How are victims of carbon monoxide treated?

How are victims of carbon monoxide treated?

Suspicion of carbon monoxide poisoning occurred in a primary school in Saint-Alban, in Côtes-d’Armor. How are victims treated? The answers from Dr. Gérald Kierzek, emergency physician and medical director of TipsForWomens.

Adults and children at a primary school in Saint-Alban in Côtes d’Armor were victims of carbon monoxide (CO) on Friday December 8. Quickly taken care of by emergency services, the victims were treated for their poisoning. How exactly does this work?

Greater affinity of hemoglobin for carbon monoxide

Carbon monoxide is an odorless, colorless and tasteless gas. “What happens in carbon monoxide poisoning is that hemoglobin has a stronger affinity for CO than for oxygen (CO2)” explains Dr. Gérald Kierzek. “So there’s a sort of internal asphyxiation when we’re exposed to it.”

High-dose oxygen to treat the sick

If CO poisoning is suspected, the first thing to do, reminds the doctor, is to “take the person out of the room where they are“. Once patients are no longer in direct contact with carbon monoxide, they are supported, depending on their condition, to reverse the level of CO in their blood. “For this, we place them under oxygen.
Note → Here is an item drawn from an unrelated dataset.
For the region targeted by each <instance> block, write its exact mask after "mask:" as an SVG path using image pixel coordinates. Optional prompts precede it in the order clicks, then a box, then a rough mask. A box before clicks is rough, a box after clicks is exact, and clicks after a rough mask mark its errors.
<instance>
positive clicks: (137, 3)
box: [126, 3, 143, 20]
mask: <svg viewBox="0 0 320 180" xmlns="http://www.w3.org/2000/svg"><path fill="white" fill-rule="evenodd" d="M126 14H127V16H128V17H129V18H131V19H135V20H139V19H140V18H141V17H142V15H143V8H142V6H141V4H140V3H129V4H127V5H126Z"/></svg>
In the least serious cases, it will be normobaric oxygen, with a high concentration mask and a bottle set at a flow rate of 12 L/min” specifies the doctor.

In some more serious cases, patients will be intubated, to “push” the oxygen more significantly.

The hyperbaric chamber, for the most serious cases and the most fragile patients

“To increase the quantity of oxygen in the patient’s plasma, it can be installed in a hyperbaric chamber” adds Gérald Kierzek. “This allows oxygen to be delivered quickly to cells throughout the body, particularly to those of the most critical organs, such as the brain or the heart. the doctor explains again.

But this treatment faces various problems: not all hospitals have this type of box, patients can be claustrophobic, the pressure exerted by these devices can cause problems in the hearing system in particular…”This is generally reserved for pregnant women, the elderly or those with a chronic pathology or serious cases… Because patients must be closely monitored.” concludes the expert.